Я родился в 1902 г. в местечке Кретинген (ныне г. Кретинга, Литовской ССР) у самой русско-германской границы. Недалеко от дома, в котором мы жили, начинался спуск в овраг, где протекала речушка. По
ней и проходила здесь граница между царской Россией и кайзеровской Германией. Отец мой был народным учителем двухклассной школы, обучал детей русскому языку и арифметике.
Революции 1905 г. я, конечно, не помню, но разговоры о карательных отрядах, подавлявших революционное движение, продолжались еще долго после революции и кое-что до меня дошло.
Мы жили тогда уже в Оник-штах той же Ковенской губернии. Родители вспоминали о карательных отрядах с содроганием, и это чувство передавалось мне. А спустя некоторое время, гуляя со всей семьей в лесу, отец показал нам полянку у больших камней. Там проводились сходки и митинги. Потом я узнал, что в Оникштах существовала подпольная организация, которая дала о себе знать во время революции. Все это прочно отложилось в моей памяти.
Спустя три года произошло событие, которое воздействовало на меня более определенно. В связи с тем, что старшие братья и сестра подросли и стал вопрос об их дальнейшем образовании, отец обратился с просьбой перевести его в другой город, в котором имеются мужская и женская гимназии.
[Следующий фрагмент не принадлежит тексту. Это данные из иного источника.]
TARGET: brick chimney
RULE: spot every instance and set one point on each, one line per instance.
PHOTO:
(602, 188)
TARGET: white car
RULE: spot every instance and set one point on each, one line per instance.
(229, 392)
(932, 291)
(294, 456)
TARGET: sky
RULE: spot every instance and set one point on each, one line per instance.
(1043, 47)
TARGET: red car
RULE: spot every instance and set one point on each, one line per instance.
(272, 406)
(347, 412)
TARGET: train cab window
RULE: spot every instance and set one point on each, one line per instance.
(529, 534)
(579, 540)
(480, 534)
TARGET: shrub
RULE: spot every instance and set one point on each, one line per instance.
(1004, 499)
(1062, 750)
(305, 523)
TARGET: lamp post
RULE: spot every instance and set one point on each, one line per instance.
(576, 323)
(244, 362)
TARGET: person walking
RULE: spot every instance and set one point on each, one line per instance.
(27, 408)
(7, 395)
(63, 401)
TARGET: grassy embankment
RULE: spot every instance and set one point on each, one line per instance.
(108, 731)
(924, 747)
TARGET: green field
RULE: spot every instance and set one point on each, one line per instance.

По действовавшему тогда положению дети учителей, находившихся на государственной службе, освобождались от платы за учение. В 1907 г. отец был переведен учителем в начальную школу в Минске, где жила сестра матери. После маленьких местечек Минск казался огромным городом, в котором был даже шестиэтажный дом. Мы жили на Ново-Московской улице в каком-то дворе, который больше походил на переулок: по обеим сторонам стояли дома. Длинный двор упирался в стену тюрьмы.
Весной 1908 г. ночью меня разбудил стук в дверь и громкий разговор людей, одетых в военную форму. Это были жандармский офицер и три жандарма. Последние остались в комнате, в которой я спал, а офицер с отцом -прошли в-перед в столовую, из которой дверь в»ела в спальню родителей. Моя кровать стояла у стены, напротив — у окна за столом уселись жандармы. В моей комнате зажгли свечу, в столовой — керосиновую лампу. Дверь в комнату закрыли, и я остался один с жандармами. Что происходило в столовой, я не видел, но зато наблюдал за «гостями». По-видимому, им было скучно. Развеселились, когда один из них, сидевший на столе, напротив моей кровати, вытащил из кобуры блестящий пистолет и стал целиться в меня. Жандармы смеялись, а я относился к этому с полным безразличием. Мне не было еще шести лет, и я не понимал таких забав. Их смех производил на меня большее впечатление, чем пистолет.